Kepala Penelitian Center for Indonesian Policy Studies (CIPS) Felippa Ann Amanta menyebut pengurangan hambatan nontarif pada kebijakan sektor perdagangan pangan dapat berpotensi mengurangi angka kemiskinan.hambatan teknis secara berlebihan sudah terbukti memengaruhi harga komoditas pangan, terutama komoditas yang tergolong penting
"Implementasi berbagai bentuk NTM seperti kuota, inspeksi pra-pengiriman, dan hambatan teknis secara berlebihan sudah terbukti memengaruhi harga komoditas pangan, terutama komoditas yang tergolong penting," kata Felippa Ann Amanta di Jakarta, Minggu.
Ia mengemukakan bahwa hasil penelitian CIPS menunjukkan implementasi non tariff measures (NTM) memengaruhi harga komoditas pangan seperti beras dan daging, akibat biaya kepatuhan yang harus dikeluarkan.
Untuk itu, ujar dia, intervensi untuk mengurangi angka kemiskinan perlu dilakukan dari berbagai arah, termasuk lewat menurunkan harga pangan yang berkontribusi menghabiskan setengah dari pendapatan masyarakat berpenghasilan rendah.
Felippa memaparkan data BPS menunjukkan adanya kenaikan pada jumlah orang miskin di tahun 2021. Persentase penduduk miskin pada Maret 2021 sebesar 10,14 persen, meningkat 0,36 persen poin dibandingkan Maret 2020.
Sementara itu jumlah penduduk miskin pada Maret 2021 sebesar 27,54 juta orang, bertambah sebanyak 1,12 juta orang dibandingkan Maret 2020.
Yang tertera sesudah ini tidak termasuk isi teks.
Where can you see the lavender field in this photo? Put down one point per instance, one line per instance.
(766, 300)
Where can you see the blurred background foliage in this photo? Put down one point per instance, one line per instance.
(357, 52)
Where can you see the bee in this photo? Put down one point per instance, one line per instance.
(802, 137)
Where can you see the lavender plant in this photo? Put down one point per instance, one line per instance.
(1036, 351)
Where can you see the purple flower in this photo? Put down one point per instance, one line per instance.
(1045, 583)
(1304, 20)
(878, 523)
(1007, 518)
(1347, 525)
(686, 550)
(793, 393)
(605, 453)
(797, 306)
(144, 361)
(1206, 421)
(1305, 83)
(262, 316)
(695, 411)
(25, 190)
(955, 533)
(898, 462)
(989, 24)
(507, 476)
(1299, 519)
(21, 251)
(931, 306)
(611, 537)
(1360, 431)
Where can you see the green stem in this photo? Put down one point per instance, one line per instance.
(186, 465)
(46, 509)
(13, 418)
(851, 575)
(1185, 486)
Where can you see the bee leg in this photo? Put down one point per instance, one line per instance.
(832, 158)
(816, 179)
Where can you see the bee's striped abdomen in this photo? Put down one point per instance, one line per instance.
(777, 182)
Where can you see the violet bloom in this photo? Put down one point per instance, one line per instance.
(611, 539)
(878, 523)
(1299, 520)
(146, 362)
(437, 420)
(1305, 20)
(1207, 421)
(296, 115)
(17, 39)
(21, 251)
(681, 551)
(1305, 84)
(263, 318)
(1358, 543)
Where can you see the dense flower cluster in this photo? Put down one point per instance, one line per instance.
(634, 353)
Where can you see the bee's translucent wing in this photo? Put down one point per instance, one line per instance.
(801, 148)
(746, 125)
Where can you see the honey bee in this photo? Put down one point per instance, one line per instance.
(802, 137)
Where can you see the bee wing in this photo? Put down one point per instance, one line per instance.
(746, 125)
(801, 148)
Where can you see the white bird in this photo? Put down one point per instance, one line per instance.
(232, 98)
"Penambahan jumlah penduduk miskin ini tidak lepas dari dampak ekonomi pandemi COVID-19 yang menyebabkan berkurang hingga hilangnya pendapatan sejumlah orang. Kondisi ini mengakibatkan turunnya daya beli masyarakat, termasuk pada pangan," paparnya.
Penelitian CIPS memperkirakan penghapusan NTM pada beras akan memiliki efek terbesar pada kemiskinan, yaitu sebesar 2,52 persen poin. Sementara itu, karena daging bukan merupakan pilihan utama mayoritas rakyat Indonesia, penghapusan NTM diperkirakan mengurangi kemiskinan hanya sekitar 0,21 persen poin. Penghapusan NTM untuk beras dan daging akan berdampak sebesar 2,83 persen poin.
Sebelumnya, peneliti CIPS Arumdriya Murwani mengatakan pelonggaran hambatan atas kebijakan NTM akan meningkatkan status gizi penduduk.
”Kebijakan perdagangan Indonesia cenderung menggunakan kebijakan non-tarif. Kebijakan seperti ini diwujudkan dengan berbagai regulasi yang membatasi perdagangan internasional, seperti memberikan persyaratan izin impor yang bertele-tele, pembatasan jumlah importir dan masih banyak lagi,” ujar Arumdriya Murwani.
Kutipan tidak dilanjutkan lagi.